Citibank (South Dakota) N.A., Respondent,

against

Harold B. Hofmann, Appellant.

[*1]

Appeal from a judgment of the District Court of Suffolk County, Fourth District (C. Stephen Hackeling, J.), entered April 2, 2012. The judgment, after a nonjury trial, awarded plaintiff the principal sum of $12,353.88.

ORDERED that the judgment is affirmed, without costs.

Plaintiff commenced this action to recover for breach of a credit card agreement and upon an account stated. Following a nonjury trial, the District Court awarded plaintiff the principal sum of $12,353.88 based upon the cause of action for an account stated.

Contrary to defendant's contention on appeal, the evidence adduced at trial established that monthly credit card billing statements had been sent to defendant at his residence in Bay Shore, New York and that defendant had failed to raise any objection to the statements within a reasonable time.

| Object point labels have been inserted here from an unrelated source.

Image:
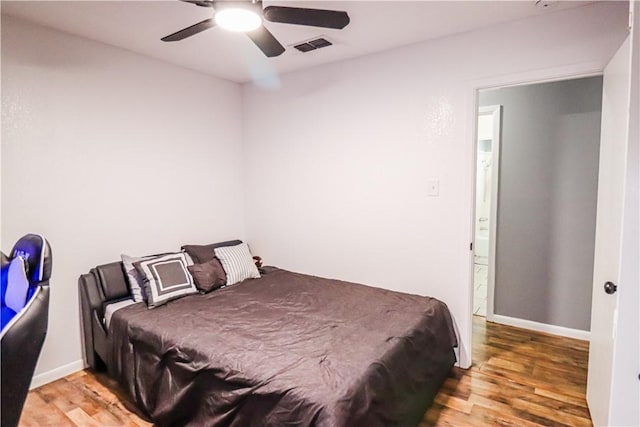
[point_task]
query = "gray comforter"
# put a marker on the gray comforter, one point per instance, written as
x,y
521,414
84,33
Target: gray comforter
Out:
x,y
285,350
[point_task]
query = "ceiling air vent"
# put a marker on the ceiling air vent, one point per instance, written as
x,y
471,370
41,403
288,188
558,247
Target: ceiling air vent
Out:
x,y
313,45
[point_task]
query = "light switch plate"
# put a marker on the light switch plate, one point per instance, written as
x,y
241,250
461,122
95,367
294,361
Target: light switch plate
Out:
x,y
433,188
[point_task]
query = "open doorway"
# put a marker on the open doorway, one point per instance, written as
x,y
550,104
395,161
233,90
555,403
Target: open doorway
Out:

The decision of a fact-finding court should not be disturbed upon appeal unless it is obvious that the court's conclusions could not be reached under any fair interpretation of the evidence (see Claridge Gardens v Menotti, 160 AD2d 544 [1990]). We find no basis to disturb the District Court's determinations. Defendant's remaining contentions are either unpreserved for appellate review or without merit.

Accordingly, the judgment is affirmed.

Iannacci, J.P., Marano and Tolbert, JJ., concur.